Project co-leader Professor Gregg Webb of UQ’s School of Earth Sciences said 12 high-quality core samples were recovered from One Tree Reef in the southern Great Barrier Reef, near Gladstone, during a second deployment of the purpose-built UQ research vessel, the RV D. Hill.
“The project is producing significant new data to help us understand the recent history of the Great Barrier Reef and so predict future reef responses to environmental change,” he said.
“Despite the great amount and variety of research carried out in the southern Great Barrier Reef, especially on Heron and One Tree reefs, very little is known about how these reefs responded to changing sea levels and climate in the past.”
Professor Webb said rising sea levels inundated the current continental shelf of Queensland after the end of the last great Ice Age (around 18,000 years ago).
“Before that, what is now the Great Barrier Reef was high and dry and consisted of a series of limestone tablelands complete with trees, grasses and soils,” he said.
“Our new samples allow us to see what coral communities first colonised those tablelands as they were inundated by the sea around 9,000 years ago.
“We are learning how rapidly the reefs grew, and how coral communities changed over thousands of years, in response to changing climate, through to the present day.
“By analysing the geochemistry of corals within the cores, we can understand how ancient water quality, seawater temperature and nutrient loads governed natural reef growth before humans arrived with their own effects on the environment, such as pollution.

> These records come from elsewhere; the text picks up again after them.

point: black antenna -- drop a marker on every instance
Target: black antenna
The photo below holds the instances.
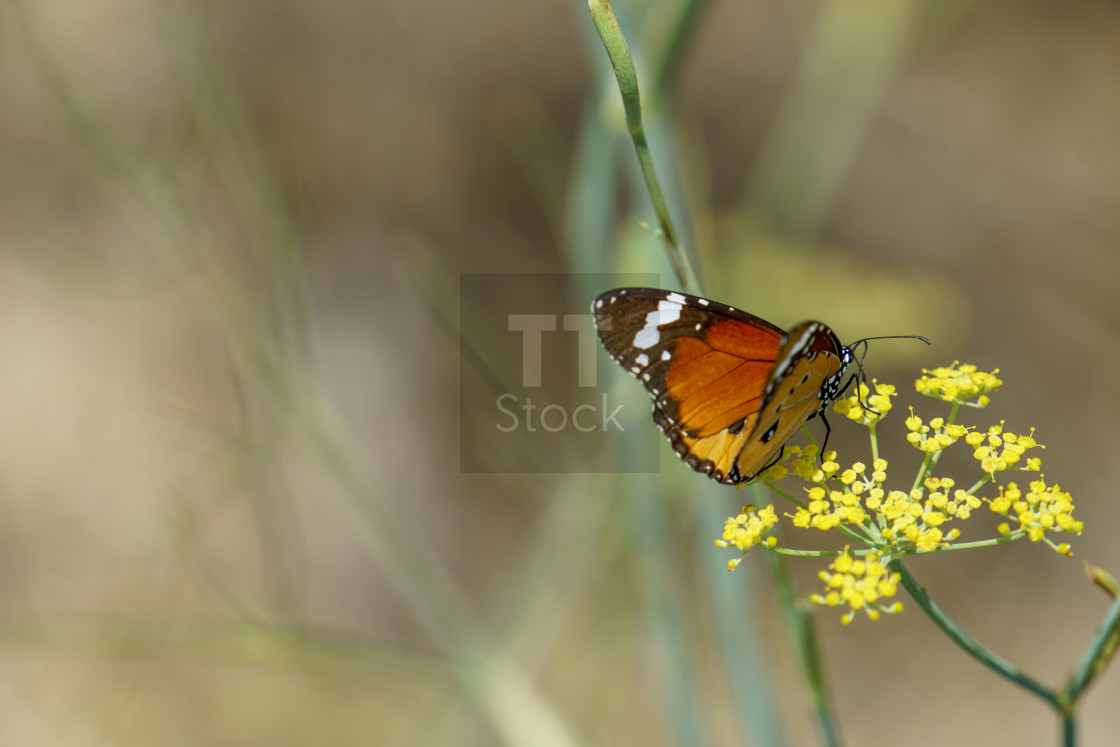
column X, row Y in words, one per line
column 861, row 377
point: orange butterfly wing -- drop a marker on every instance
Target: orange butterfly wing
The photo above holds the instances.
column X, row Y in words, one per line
column 729, row 389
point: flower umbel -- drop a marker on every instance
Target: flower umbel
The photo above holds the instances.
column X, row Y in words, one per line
column 1044, row 509
column 922, row 515
column 746, row 530
column 959, row 383
column 860, row 584
column 992, row 458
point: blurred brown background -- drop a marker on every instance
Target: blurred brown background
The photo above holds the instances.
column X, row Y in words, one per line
column 231, row 507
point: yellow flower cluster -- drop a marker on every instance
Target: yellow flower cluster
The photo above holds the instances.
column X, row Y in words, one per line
column 829, row 509
column 746, row 530
column 933, row 437
column 994, row 458
column 859, row 584
column 1044, row 507
column 958, row 383
column 899, row 522
column 802, row 463
column 918, row 519
column 879, row 403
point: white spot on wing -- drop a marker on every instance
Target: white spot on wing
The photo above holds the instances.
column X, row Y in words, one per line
column 670, row 311
column 646, row 338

“Importantly, the research is not only unlocking the history of modern reef growth, but we were able to recover soils from the interval when the reefs were exposed, and below that, even more ancient reef rock (about 120,000-130,000 years old) from the last time the shelf was flooded.”
Research Vessel D Hill
Professor Gregg Webb said the research vessel, the RV D Hill, was commissioned and built by the Integrated Palaeoenvironmental Research Group, UQ School of Earth Sciences, and was first deployed to Heron Reef last year.
The vessel, designed by Professor Trevor Graham, consists of a barge and a separate jack-up drilling platform that allows recovery of rotary cores to a depth of 30 metres below the reef flat, while avoiding environmental damage.

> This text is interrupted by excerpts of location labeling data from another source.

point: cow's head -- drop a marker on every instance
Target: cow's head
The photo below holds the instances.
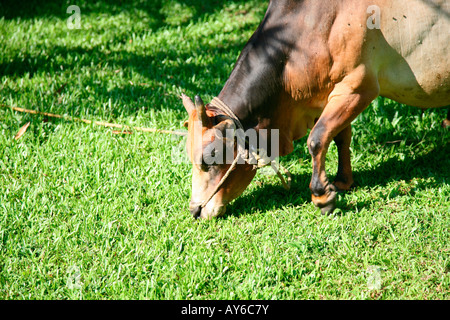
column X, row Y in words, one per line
column 209, row 152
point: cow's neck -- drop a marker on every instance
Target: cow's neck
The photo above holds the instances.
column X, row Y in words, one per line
column 254, row 88
column 258, row 91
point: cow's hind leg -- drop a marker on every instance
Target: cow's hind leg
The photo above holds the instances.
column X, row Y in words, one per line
column 348, row 99
column 344, row 177
column 446, row 122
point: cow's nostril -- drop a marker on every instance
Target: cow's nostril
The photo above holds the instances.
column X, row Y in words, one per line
column 196, row 212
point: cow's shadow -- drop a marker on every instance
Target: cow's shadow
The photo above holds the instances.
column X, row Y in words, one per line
column 273, row 196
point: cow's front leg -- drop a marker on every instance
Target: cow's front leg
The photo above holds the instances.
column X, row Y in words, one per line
column 348, row 99
column 344, row 177
column 446, row 122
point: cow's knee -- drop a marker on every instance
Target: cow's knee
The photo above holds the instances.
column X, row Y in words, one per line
column 446, row 122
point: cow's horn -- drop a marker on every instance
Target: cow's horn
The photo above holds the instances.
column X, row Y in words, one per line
column 201, row 110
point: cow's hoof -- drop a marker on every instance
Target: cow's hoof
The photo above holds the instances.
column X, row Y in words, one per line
column 326, row 203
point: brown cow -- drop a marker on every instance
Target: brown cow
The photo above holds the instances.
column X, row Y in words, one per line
column 317, row 65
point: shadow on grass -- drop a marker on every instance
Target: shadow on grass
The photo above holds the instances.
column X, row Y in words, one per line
column 159, row 10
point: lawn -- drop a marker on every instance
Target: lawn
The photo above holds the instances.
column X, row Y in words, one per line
column 87, row 212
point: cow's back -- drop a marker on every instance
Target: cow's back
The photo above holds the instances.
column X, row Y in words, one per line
column 410, row 53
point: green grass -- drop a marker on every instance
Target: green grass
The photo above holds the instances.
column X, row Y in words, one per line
column 88, row 214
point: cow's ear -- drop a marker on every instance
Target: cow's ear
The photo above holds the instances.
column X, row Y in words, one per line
column 188, row 104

The vessel is named for the late UQ alumnus Professor Dorothy Hill, who was one of the world’s preeminent authorities on fossil corals and reefs. As secretary of the Great Barrier Reef Committee (1945-1955), she was instrumental in founding what is now the Heron Island Research Station. Professor Webb said the vessel gave the researchers an “unparalleled capability” to understand the recent history of coral reefs.
Reef discovery project
“Most of that critical history remains hidden from view and obscure from scientific investigation because it is buried deep beneath the living reef,” he said.

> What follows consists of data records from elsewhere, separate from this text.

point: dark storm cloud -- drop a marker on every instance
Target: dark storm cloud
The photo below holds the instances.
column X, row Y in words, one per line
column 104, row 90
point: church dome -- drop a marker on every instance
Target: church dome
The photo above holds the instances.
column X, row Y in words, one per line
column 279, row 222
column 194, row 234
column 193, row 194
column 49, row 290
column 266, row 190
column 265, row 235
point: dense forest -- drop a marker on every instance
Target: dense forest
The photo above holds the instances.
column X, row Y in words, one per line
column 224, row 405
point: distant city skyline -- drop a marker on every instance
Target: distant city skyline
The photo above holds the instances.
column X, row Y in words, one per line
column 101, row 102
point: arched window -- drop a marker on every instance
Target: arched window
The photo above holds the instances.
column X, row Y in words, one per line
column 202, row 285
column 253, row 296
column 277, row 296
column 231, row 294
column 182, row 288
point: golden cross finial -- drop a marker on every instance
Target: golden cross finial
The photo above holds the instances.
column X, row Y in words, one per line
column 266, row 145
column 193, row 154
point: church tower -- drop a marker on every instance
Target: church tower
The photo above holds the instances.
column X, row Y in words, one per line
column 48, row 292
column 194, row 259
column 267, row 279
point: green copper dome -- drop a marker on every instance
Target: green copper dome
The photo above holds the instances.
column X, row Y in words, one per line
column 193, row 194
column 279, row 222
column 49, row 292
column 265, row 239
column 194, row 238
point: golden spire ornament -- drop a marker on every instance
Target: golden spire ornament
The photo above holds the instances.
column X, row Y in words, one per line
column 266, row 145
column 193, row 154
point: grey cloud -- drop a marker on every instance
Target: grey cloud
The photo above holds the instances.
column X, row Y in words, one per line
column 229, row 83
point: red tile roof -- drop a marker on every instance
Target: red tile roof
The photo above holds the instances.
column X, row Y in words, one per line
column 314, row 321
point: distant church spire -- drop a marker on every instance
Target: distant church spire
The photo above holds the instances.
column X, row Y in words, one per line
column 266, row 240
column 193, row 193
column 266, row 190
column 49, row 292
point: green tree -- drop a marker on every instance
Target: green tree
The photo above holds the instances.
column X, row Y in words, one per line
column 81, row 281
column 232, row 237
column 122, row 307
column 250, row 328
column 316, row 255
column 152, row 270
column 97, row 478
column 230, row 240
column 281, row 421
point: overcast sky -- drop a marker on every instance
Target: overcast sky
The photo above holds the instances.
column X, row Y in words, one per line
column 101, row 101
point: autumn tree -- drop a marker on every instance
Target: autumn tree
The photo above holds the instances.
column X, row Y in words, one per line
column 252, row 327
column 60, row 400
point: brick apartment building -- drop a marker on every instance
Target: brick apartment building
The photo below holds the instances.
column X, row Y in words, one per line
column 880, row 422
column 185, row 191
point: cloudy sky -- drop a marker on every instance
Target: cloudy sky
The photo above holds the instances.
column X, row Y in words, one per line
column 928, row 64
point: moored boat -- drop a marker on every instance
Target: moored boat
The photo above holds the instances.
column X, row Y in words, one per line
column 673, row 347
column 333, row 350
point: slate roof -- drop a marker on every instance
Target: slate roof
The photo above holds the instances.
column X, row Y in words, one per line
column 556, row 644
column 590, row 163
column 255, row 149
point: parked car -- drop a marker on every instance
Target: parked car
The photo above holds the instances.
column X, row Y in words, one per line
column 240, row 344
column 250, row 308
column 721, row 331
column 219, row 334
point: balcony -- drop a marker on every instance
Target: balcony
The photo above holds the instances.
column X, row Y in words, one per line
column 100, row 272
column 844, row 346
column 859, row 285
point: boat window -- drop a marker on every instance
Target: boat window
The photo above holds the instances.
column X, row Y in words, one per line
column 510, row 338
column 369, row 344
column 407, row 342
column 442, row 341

“Only through the recovery of core samples can that history be studied and understood, but coring is a very difficult and specialised operation, especially within the constraints of environmentally sensitive areas like coral reefs.”
The research is funded by the Australian Research Council as project DP120101793: Geomorphological development of coral reefs, southern Great Barrier Reef: an integrated record of Holocene palaeoecology and palaeoclimate from cores.
The project is led by Professor Gregory Webb and Professor Jian-xin Zhao (UQ), Associate Professor Jody Webster (University of Sydney), Dr Luke Nothdurft (QUT), Professor Juan Carlos Braga (University of Granada), Professor A. ‘Sandy’ Tudhope (University of Edinburgh), and Adjunct Professor Trevor Graham (UQ).